17/02/2026
𝗦𝗽𝗼𝗿𝘁 𝗲𝘁 𝗽𝗼𝗹𝗶𝘁𝗶𝗾𝘂𝗲
La neutralité est un principe ; sa mise en œuvre est plus complexe.
L’actualité récente des Jeux de Milan-Cortina 2026 rappelle combien la frontière entre le sport et la politique demeure fragile.
Ces dernières semaines l’ont illustré : sanctions individuelles, déclarations de responsables politiques, débats sur la participation des États à des compétitions internationales.
Le sport évolue aujourd’hui dans un environnement géopolitique particulièrement tendu.
Le principe de neutralité est clair : les instances sportives ne sont pas des acteurs politiques.
Mais le sport ne peut pas s’abstraire totalement du contexte international dans lequel il s’inscrit.
La décision rendue par la Division ad hoc du Tribunal arbitral du sport lors des Jeux d’hiver 2026 apporte un éclairage intéressant.
Le TAS y rappelle que la liberté d’expression des athlètes est un droit fondamental garanti aux Jeux olympiques.
Mais il précise également que cette liberté connaît des limites sur le terrain de compétition, afin de préserver la focalisation sur la performance sportive.
Autrement dit : la liberté existe, mais elle s’exerce dans un cadre.
Cela n’enlève rien à la portée des engagements personnels ni à la force des combats individuels qui peuvent les motiver.
Mais le cadre institutionnel demeure applicable à tous.

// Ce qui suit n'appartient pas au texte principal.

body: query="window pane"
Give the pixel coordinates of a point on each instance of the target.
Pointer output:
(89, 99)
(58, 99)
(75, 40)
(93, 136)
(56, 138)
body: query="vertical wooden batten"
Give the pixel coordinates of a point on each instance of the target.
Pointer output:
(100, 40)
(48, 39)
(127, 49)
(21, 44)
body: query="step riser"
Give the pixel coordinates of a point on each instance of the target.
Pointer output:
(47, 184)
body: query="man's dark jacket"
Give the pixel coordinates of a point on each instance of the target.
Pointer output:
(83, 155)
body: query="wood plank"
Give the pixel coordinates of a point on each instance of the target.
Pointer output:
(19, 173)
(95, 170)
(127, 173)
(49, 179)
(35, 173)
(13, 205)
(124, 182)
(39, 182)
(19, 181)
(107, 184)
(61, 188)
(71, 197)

Une distinction me paraît essentielle.
Les prises de position des dirigeants d’un État ne devraient pas, en elles-mêmes, entraîner de conséquences ni de sanctions à l’égard d’athlètes individuels.
En revanche, lorsqu’un athlète choisit d’exprimer une position personnelle dans le cadre d’une compétition, il entre dans un environnement réglementé, soumis à des règles de neutralité et de discipline applicables à tous.
Le défi n’est pas d’opposer le sport et la politique.
Il s’agit de maintenir un équilibre entre la liberté d’expression des athlètes, la responsabilité individuelle et le cadre institutionnel des compétitions.
La question n’est plus de savoir si le sport est politique.
Il s'agit de déterminer qui, juridiquement, en assume les conséquences.